Однажды мама стала рассказывать мне о Петре Великом. Она очень увлеклась, стала изображать его, круглить свирепо глаза, махать руками. Вскакивала, показывая, какой он был высоченный. Я, сидя в уголке дивана, с огромным интересом слушала про то, как он строил город и корабли. Рассказ уже подходил к концу, когда она сказала, что он убил своего сына — царевича Алексея. Я удивилась: “Как убил?” — “А вот так!” — сказала она и протянула ко мне зловеще руки: “Задушил”. Она тянула и тянула неумолимо руки к моему горлу, и вдруг как будто бы превратилась из моей милой хорошенькой мамы в беспощадное чудовище. В это мгновение в голове моей пронеслась мысль, что все прежнее был обман, а вот теперь началось настоящее, и сейчас наступит ужасный конец, что все хорошее в мире только прикидывается таким, только притворяется. Я страшно завопила, в ужасе, в каком не была ни до этого, ни после. Она, смеясь, успокаивала меня, но я долго не могла прийти в себя, и не смогла забыть ужас мгновенной трансформации, и всегда подозревала, что подлинное лицо мира — жестокое, улыбающееся и царственное.

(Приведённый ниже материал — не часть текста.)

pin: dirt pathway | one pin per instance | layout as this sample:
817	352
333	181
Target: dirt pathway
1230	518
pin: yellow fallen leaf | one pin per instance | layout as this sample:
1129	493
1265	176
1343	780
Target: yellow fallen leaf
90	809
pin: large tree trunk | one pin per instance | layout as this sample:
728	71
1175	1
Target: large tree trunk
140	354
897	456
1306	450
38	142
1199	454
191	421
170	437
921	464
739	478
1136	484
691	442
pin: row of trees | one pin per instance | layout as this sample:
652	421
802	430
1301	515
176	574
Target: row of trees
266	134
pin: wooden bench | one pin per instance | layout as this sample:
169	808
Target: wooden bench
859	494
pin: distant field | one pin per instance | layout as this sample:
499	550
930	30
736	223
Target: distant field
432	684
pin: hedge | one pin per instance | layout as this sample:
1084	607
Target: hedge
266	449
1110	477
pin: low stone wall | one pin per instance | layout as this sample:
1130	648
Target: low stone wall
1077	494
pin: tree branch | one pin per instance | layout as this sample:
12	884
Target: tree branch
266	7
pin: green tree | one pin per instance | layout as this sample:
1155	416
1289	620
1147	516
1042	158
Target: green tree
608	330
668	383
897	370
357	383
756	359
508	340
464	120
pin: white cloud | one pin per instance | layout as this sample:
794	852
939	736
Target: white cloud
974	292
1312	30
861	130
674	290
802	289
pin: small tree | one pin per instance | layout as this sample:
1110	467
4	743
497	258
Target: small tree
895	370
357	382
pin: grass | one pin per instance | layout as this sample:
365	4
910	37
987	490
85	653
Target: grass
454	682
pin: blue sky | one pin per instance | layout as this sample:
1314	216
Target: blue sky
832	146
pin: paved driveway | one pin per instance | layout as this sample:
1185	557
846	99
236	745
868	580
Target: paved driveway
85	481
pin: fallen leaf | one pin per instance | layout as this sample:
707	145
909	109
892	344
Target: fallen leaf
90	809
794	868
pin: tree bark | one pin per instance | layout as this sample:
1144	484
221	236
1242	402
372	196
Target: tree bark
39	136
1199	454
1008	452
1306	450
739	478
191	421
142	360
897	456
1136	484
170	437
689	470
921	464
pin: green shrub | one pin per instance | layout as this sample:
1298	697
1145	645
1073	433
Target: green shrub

Первый раз я оказалась в Театре Ленинского комсомола, огромном, как вокзал, в директорской ложе. Я была лет двух-трех. Шел “Аленький цветочек”. В тот же день на спектакль привели товстоноговских сыновей, Нику и Сандрика, года на два меня постарше, они бывали уже в театре. Они казались солидными и спокойными. Когда на сцене появлялось Чудовище, они оживлялись, его играл их дядя Женя Лебедев. Но стоило Ивану-царевичу что-то предпринять против Чудовища, они громко, на весь зал, хоть и очень спокойно говорили: “Женя, он справа!” или “Женя, осторожней, он сзади!”. Я тихо и с наслаждением следила за всем происходившим на сцене, но только до того момента, когда Цветок вдруг превратился в Чудовище. Меня охватил знакомый, сладкий, но оттого не менее сильный, озноб от ощущения ужаса и чудовищности превращения, и я заорала на весь зал. Мама на руках меня вынесла из ложи, так что я даже не досмотрела спектакль. А Товстоногов потом всех ругал: “Зачем детей привели?”